There’s a famous study called the Adverse Childhood Experiences study, the ACE study in the United States, which showed that when children have multiple experiences of harm – it could be a child who is in a home where there are multigenerational effects of residential schools, where there is poverty, where there is no clean drinking water as is the case in 1 in 6 First Nations communities, and where they’re going to a lousy school – if you add up all those things, those experiences are going to play out well through their adulthood. In fact, it even puts them at higher risk for things like coronary disease and diabetes.
So you can see that the seeds we plant in childhood have lifelong consequences. If we plant seeds of discrimination then we set in play a strong likelihood of a tragic and difficult adulthood. But if we plant seeds of justice and equality and culture that breeds self-confidence, we’re going to see those same positive experiences grow throughout their lives.
What I don’t want to see is another generation of First Nations adults having to recover from their childhoods as so many survivors of the residential schools have had to do and as so many families of the murdered and missing women are now doing.
What outcome are you hoping for with the case that’s you’ve brought before the Canadian Human Rights Tribunal?
I’m pretty optimistic that the Tribunal, based on the overwhelming evidence of inequality and the harms to these kids, is going to find that Canada has discriminated against this generation of First Nations children. The most important thing to me though is the remedy. We brought this case because we want the problem fixed.
We were kind of naïve in that we used to think we could fix the problem by working with the government, which we did for a period of ten years before filing this complaint, and identifying evidence-based solutions that the federal government could more than afford. In fact, when we brought forward the last proposal, developed with 20 leading experts from across Canada, it would have cost less than 1 percent of the surplus budget for the federal government to do the right thing for these kids and the government walked away.
So I really want that remedy implemented for child welfare. But I also want these same inequalities that affect children in health, education and water to end. As a country we need to do better than continuing this longstanding pattern of discrimination against First Nations children, young people and their families. They deserve equality going forward.
Thank you, Cindy. Is there anything you wanted to add?
I would say that the role of the public is really critical. Reconciliation to me is about not having to say sorry a second time.
If you want to learn about this case that’s before the Canadian Human Rights Tribunal, you can go online at our website www.fnwitness.ca where you’re going to find all the court documents. And on October 20 to 24th, you’ll be able to watch the closing argument via a live webcast, free of charge, and you’ll hear all sides of the case.

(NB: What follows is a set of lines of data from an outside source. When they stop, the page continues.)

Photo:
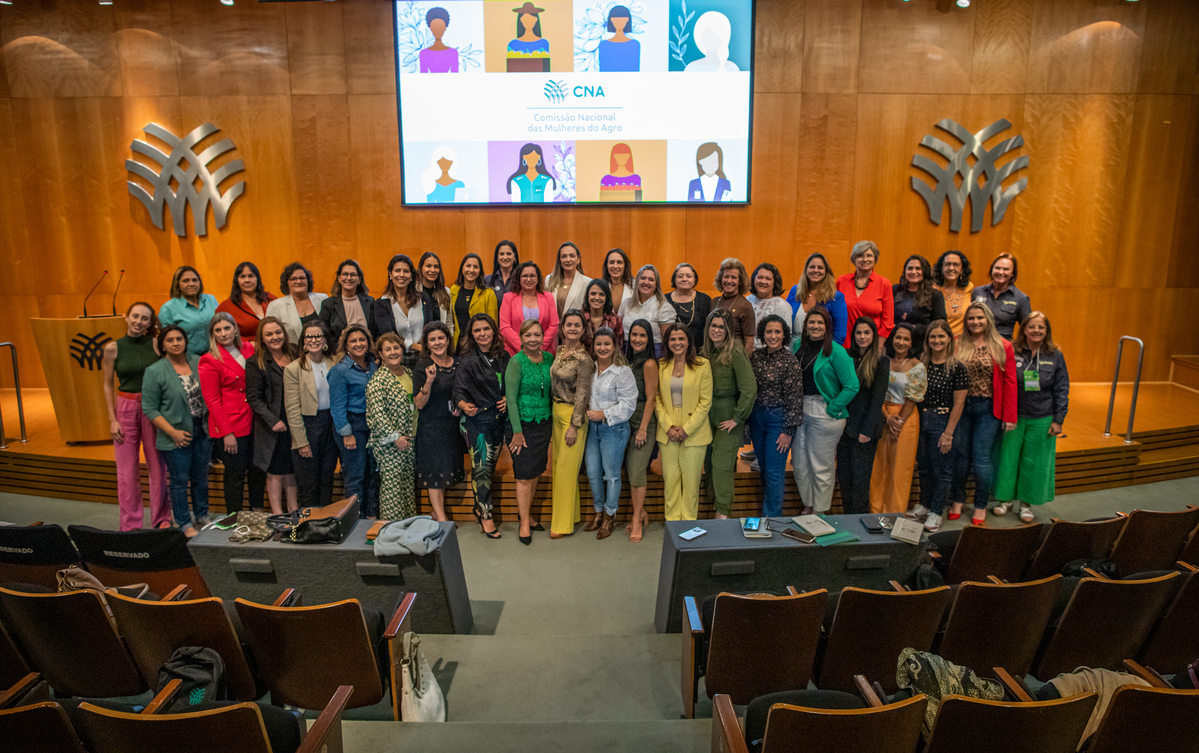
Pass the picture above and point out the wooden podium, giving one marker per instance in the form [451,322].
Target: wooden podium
[72,357]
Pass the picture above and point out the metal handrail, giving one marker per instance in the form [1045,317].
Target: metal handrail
[1136,386]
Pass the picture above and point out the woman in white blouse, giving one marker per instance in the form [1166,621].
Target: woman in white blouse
[299,305]
[649,303]
[567,283]
[613,402]
[766,296]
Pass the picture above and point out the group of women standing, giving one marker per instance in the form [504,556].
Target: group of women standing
[856,378]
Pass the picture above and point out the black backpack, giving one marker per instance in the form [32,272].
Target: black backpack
[202,672]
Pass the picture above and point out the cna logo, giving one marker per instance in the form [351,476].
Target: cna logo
[555,91]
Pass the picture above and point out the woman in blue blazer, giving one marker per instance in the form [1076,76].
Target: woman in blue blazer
[172,399]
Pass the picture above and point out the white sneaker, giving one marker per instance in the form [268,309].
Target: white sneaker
[916,512]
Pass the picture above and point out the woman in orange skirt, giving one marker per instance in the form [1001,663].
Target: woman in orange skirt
[896,457]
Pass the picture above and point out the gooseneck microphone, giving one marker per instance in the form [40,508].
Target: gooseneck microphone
[118,288]
[102,276]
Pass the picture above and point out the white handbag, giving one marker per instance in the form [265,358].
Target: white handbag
[420,696]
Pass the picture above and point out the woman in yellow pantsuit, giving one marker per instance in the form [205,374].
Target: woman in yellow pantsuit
[685,396]
[571,385]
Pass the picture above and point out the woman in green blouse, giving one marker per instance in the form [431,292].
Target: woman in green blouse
[530,411]
[391,419]
[734,390]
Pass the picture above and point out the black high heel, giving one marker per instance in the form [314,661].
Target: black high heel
[479,519]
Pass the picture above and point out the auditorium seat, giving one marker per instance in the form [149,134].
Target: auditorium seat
[978,552]
[1104,622]
[155,556]
[305,654]
[1152,541]
[217,727]
[1174,640]
[155,630]
[998,624]
[869,631]
[1067,541]
[35,554]
[791,727]
[71,640]
[755,645]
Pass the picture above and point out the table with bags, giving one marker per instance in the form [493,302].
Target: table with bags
[416,555]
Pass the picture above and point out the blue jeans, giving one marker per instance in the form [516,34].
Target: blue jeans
[975,441]
[765,427]
[187,465]
[360,475]
[935,469]
[604,455]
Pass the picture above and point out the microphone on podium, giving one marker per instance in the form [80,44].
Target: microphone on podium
[118,288]
[102,276]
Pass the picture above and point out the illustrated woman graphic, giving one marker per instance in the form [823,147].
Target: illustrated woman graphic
[712,35]
[438,58]
[621,184]
[531,184]
[620,53]
[711,185]
[529,52]
[439,180]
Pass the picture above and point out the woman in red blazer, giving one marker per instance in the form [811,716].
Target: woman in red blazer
[230,417]
[522,302]
[867,294]
[989,409]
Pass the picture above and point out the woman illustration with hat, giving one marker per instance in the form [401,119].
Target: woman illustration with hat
[529,44]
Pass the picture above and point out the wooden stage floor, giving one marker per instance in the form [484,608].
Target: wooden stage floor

In my view, there is no more important legal case in the country right now. As the saying goes, this one drives a red hot poker stick into the conscience of the nation. If the federal government is indeed discriminating against First Nations children in foster care, that should be at the top of everyone’s policy agenda, moral agenda, and political agenda because it’s totally out of step with the values that the country stands for,
So please do watch. Don’t turn away. We really do need all of your help and your support as we move forward to build not only a more just world for First Nations kids, but to build a better future for Canada in the process.